Linux Scheduler Stuff Page
Davide Libenzi <>



The LatSched Kernel Patch

This lite kernel patch enable a fine grained scheduler timing measurment by using the kernel function get_cycles() that, on x86 cpu families, uses the rdtsc instruction to fetch the CPU cycle counter. A new character device /dev/latsched ( MAJOR = 10 - MINOR = 117 ) has been introduced to control the behaviour and to fetch data from the kernel scheduler measure code. Other then measuring the scheduler latency this patch can be used to study process scheduling and migration between CPUs. To use the patch a new kernel must be built ( with the patch applied ) and the new character device /dev/latsched must be created with :

# mknod /dev/latsched c 10 117

The code that will make use of the LatSched patch must open the device with :

if ((lsfd = open("/dev/latsched", O_RDWR)) == -1) {

The next step is to set the size of the sample ( circular ) buffer with :

if ((res = ioctl(lsfd, LS_SAMPLES, samples))) {

Then the code will have to instruct to sampler to start collecting scheduler timings with :

if ((res = ioctl(lsfd, LS_START, 0))) {

To stop the sampling process a new ioctl() call is necessary :

if ((res = ioctl(lsfd, LS_STOP, 0))) {

At this point collected data is held inside the scheduler data buffers and must be fetched with something like this :

int cpu, ncpus, ii;
struct lsctl_getdata lsgd;

ncpus = sysconf(_SC_NPROCESSORS_CONF);

memset(&lsgd, 0, sizeof(lsgd));
lsgd.size = samples; = (struct latsched_sample *) malloc(samples * sizeof(struct latsched_sample));

for (cpu = 0; cpu < ncpus; cpu++) {
    lsgd.cpu = cpu;
    lsgd.size = samples;

    if ((res = ioctl(lsfd, LS_FETCH, &lsgd))) {

    for (ii = 0; ii < lsgd.rsize; ii++) {

The kernel patch can be downloaded here :









This is a simple program that interfaces the LatSched kernel patch to fetch data from the scheduler cycle sampler.

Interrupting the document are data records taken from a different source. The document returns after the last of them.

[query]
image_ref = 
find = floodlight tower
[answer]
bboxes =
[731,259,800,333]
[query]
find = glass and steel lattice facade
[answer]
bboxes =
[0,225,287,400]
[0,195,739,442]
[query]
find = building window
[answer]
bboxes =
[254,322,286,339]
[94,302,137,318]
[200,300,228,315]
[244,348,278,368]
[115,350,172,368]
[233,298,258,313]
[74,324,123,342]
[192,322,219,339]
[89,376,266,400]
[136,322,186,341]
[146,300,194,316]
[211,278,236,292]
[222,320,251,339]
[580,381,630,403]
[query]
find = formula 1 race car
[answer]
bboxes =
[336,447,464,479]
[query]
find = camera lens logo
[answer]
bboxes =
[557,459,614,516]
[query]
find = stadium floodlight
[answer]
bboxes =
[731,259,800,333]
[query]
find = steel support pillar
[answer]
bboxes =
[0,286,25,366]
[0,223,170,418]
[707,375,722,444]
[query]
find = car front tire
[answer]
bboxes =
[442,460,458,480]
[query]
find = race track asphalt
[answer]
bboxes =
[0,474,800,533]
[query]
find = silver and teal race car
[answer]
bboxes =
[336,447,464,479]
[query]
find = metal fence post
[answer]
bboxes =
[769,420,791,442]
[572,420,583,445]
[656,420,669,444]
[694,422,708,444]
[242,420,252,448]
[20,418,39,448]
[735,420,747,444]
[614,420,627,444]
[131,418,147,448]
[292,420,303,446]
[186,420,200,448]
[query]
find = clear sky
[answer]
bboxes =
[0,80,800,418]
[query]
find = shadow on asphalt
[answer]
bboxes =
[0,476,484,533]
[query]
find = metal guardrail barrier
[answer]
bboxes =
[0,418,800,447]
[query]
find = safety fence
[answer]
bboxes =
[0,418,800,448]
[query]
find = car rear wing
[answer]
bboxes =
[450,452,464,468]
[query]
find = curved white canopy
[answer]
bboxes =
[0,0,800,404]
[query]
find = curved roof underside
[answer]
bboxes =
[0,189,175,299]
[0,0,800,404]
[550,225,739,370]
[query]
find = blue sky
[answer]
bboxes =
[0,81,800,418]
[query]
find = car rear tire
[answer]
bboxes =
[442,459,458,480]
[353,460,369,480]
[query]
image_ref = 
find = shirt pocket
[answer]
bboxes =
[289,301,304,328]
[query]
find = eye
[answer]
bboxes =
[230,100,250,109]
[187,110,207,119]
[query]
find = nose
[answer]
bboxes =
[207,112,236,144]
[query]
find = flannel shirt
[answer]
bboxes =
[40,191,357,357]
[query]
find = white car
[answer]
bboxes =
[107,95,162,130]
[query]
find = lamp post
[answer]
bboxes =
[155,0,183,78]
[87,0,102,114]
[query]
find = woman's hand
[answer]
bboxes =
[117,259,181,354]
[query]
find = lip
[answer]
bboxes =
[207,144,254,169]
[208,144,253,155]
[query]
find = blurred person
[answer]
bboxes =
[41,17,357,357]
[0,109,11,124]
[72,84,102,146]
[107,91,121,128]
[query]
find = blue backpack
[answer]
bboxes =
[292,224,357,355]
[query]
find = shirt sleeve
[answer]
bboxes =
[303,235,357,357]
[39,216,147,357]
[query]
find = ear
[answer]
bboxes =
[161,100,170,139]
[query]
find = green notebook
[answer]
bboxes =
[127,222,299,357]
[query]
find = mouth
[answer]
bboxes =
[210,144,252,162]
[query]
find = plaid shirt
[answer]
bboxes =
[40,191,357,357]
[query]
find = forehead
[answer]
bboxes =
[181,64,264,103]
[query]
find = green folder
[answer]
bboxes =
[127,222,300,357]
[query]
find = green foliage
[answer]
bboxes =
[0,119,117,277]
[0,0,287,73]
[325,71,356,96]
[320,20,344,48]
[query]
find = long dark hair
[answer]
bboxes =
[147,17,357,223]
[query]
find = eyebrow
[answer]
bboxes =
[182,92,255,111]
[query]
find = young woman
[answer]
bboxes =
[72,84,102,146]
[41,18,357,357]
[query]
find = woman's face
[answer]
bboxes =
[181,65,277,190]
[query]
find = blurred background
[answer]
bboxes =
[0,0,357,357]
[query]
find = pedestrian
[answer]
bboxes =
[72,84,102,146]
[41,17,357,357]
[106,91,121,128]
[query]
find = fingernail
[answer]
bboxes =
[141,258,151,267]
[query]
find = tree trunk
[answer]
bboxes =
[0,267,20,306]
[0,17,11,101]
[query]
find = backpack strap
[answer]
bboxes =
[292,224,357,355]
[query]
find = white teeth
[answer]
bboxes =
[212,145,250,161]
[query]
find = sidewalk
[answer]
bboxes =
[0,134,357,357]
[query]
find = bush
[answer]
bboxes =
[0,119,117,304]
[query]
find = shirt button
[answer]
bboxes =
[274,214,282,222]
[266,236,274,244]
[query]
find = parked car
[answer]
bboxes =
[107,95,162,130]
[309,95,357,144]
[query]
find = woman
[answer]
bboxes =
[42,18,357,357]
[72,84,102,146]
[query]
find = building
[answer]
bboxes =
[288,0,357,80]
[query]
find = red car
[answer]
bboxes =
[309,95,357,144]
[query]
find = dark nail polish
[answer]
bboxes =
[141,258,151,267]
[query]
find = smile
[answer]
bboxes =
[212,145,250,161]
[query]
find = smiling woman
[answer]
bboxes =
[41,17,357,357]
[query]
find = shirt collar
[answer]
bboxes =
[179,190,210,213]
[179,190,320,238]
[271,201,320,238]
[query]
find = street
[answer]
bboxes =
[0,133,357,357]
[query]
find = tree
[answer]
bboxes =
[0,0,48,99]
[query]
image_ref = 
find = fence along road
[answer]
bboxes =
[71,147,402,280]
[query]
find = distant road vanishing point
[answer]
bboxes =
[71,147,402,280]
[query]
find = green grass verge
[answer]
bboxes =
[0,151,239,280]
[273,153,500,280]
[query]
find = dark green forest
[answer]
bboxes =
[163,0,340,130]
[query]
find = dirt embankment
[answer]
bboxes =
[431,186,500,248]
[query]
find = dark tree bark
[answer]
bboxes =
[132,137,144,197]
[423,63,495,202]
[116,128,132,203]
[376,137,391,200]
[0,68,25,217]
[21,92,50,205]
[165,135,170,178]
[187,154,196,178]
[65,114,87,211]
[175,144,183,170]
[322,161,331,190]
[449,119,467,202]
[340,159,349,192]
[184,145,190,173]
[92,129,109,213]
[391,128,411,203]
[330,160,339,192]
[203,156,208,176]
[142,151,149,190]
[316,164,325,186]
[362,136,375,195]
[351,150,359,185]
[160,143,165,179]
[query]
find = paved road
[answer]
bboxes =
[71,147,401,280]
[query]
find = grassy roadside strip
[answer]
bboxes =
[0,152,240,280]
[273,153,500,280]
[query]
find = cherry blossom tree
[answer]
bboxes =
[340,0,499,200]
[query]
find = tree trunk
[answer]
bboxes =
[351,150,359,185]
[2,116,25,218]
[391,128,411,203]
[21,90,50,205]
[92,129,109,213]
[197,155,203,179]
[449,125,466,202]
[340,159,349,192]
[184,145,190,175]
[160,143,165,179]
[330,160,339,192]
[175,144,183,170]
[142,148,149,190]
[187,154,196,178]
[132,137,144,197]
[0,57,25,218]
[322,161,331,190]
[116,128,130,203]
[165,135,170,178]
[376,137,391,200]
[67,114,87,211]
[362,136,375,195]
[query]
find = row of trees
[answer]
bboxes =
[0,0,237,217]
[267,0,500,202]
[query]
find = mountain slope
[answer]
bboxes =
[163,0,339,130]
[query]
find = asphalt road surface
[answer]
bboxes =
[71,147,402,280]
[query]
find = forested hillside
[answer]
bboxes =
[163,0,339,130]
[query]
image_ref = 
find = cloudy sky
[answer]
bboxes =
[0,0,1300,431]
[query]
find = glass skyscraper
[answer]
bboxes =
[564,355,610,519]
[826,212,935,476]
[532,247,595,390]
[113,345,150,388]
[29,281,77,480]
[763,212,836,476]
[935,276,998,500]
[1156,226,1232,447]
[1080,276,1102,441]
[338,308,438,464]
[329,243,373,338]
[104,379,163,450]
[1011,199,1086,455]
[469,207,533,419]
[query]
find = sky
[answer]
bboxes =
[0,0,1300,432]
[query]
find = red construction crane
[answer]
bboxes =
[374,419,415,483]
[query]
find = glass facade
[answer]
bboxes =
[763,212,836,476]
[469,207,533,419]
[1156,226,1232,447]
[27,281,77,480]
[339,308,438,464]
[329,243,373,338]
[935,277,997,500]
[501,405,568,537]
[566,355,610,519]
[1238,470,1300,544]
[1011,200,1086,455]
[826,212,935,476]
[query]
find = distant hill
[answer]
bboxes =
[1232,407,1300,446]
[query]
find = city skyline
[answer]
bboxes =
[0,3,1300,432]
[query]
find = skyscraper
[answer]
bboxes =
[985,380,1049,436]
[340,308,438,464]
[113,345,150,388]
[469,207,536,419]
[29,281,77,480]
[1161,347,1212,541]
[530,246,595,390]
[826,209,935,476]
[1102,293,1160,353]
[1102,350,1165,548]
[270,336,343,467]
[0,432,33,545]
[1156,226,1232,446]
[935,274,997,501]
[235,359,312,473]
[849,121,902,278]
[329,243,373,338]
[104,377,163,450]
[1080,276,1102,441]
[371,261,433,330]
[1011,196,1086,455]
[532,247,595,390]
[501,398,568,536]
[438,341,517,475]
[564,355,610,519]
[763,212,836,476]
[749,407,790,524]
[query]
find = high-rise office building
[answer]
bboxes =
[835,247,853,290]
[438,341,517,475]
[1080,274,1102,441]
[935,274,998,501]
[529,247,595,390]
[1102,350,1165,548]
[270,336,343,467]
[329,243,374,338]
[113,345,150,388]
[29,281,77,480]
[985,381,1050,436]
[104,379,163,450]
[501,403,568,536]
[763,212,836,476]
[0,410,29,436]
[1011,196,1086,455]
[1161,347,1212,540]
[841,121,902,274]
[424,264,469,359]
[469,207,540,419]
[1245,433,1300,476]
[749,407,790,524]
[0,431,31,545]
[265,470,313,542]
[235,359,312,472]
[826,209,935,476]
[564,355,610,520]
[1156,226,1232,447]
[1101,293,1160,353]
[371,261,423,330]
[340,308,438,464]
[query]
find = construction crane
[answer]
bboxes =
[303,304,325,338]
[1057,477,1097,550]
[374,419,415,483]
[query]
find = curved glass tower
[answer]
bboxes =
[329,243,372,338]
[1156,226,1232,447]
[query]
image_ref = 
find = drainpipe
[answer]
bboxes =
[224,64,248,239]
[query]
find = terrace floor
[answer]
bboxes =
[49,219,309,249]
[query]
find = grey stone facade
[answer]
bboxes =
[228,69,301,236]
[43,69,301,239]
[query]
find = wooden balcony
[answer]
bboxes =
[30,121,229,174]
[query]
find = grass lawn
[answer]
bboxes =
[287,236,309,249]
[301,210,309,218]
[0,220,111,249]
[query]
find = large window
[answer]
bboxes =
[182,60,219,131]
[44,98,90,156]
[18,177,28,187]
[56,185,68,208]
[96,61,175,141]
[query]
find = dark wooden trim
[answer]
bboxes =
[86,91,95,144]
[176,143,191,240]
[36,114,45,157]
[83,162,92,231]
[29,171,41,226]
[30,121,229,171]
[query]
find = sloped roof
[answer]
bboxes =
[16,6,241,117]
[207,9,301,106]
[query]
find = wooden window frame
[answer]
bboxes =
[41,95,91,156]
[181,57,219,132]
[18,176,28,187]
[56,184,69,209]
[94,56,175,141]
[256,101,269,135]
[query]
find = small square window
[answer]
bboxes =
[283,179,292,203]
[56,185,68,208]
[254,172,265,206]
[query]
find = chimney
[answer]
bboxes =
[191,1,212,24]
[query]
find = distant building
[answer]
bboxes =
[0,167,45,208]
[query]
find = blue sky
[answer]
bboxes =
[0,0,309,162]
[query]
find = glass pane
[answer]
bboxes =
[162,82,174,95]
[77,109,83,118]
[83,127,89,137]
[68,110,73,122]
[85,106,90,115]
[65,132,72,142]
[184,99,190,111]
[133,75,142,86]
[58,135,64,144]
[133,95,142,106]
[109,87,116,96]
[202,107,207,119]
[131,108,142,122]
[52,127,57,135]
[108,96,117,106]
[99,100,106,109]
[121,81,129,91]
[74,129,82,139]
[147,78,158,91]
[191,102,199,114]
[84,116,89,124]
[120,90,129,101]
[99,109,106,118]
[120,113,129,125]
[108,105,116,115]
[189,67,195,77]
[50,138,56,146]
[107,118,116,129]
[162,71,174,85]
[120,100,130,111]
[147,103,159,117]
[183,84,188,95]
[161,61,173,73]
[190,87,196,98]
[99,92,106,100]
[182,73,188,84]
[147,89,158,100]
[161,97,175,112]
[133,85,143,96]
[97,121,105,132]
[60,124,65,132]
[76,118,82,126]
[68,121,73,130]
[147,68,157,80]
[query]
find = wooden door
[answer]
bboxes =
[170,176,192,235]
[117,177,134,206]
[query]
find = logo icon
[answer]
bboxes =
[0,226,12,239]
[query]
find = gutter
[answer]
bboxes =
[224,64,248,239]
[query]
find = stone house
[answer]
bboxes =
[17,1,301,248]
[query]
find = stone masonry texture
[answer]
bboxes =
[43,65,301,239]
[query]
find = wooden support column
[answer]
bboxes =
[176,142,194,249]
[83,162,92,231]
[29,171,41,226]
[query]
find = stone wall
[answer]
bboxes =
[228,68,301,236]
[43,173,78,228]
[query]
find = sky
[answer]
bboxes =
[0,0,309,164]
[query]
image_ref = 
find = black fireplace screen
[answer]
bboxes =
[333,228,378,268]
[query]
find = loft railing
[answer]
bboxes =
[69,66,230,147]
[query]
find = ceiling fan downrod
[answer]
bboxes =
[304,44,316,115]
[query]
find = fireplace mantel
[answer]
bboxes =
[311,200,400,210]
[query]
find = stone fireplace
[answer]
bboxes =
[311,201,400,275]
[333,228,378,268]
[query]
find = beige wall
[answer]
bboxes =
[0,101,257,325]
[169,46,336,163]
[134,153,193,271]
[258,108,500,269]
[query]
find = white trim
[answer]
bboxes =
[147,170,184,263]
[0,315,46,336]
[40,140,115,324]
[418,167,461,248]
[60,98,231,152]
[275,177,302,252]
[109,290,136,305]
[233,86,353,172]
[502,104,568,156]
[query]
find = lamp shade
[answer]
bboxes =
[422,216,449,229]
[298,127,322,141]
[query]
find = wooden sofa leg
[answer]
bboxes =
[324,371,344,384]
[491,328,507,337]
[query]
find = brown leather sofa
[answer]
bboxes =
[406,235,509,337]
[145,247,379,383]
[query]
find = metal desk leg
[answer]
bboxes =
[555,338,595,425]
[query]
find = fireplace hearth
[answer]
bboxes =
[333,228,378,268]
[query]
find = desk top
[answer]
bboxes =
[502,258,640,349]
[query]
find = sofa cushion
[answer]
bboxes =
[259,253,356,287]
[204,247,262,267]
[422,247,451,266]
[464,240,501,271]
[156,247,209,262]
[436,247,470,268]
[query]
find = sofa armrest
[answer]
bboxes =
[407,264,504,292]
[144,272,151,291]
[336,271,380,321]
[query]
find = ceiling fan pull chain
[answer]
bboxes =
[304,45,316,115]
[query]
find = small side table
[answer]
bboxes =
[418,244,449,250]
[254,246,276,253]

Its code is also an example on how to use the LatSched kernel patch.

gcc -o schedcnt schedcnt.c


schedcnt [--samples n] [--sttime u] [--klimit k] [-- cmdpath [arg] ...]

--samples   = Set the size of the sample buffer
--ttime     = Set the sample time in seconds
--sttime    = Set the sample time in microseconds
--klimit    = Set the cut factor for samples. Samples > AVSC*klimit are not evalued in KAVS
--          = Separate the optional command to be executed during the test time
cmdpath     = Command to be executed
arg         = Command argouments

The output is, for each cpu :


CPU   = CPU number
NSAMP = Number of readed samples
AVSC  = Average schedule() cycles
CHSQ  = ChiSquare of the CSCH distribution
KAVS  = High cut average schedule() cycles
SAMP[i] is in the form :


CENT  = Cycle counter at schedule() entry
CEXT  = Cycle counter at schedule() exit
CSCH  = Cycle duration of schedule()
PPID  = New scheduled PID
RTIM  = Cycles run time ( this maybe incorrect some time due schedule() nesting )

The SchedCnt code can be downloaded here :



This program creates runqueue load to let the LatSched kernel patch to work on different scheduler environments.

gcc -o cpuhog cpuhog.c


cpuhog [--ntasks n] [--ttime s] [--size b]

--ntask    = Set the number of tasks ( runqueue length )
--ttime    = Set the time cpuhog should run in seconds
--size     = Set the cache drain size in Kb

The CpuHog code can be downloaded here :



Linux kernel scheduler latency test. To make the test work with a number of tasks that is less or equal to the number of CPUs the sys_sched_yield() optimization must be removed from kernel/sched.c. This program does not make use of the LatSched patch and its result's accuracy can vary with the amount of the cache load size. When the size become high the ratio between the schedule() latency and the time spent to load the cache become very little and the accuracy of the measure could be compromised.

gcc -O0 -o lat-sched lat-sched.c


lat-sched [--ntasks n] [--ttime s] [--size b] [--stksize b] [--stkalign b]
          [--max-eck k] [--verbose] [--help]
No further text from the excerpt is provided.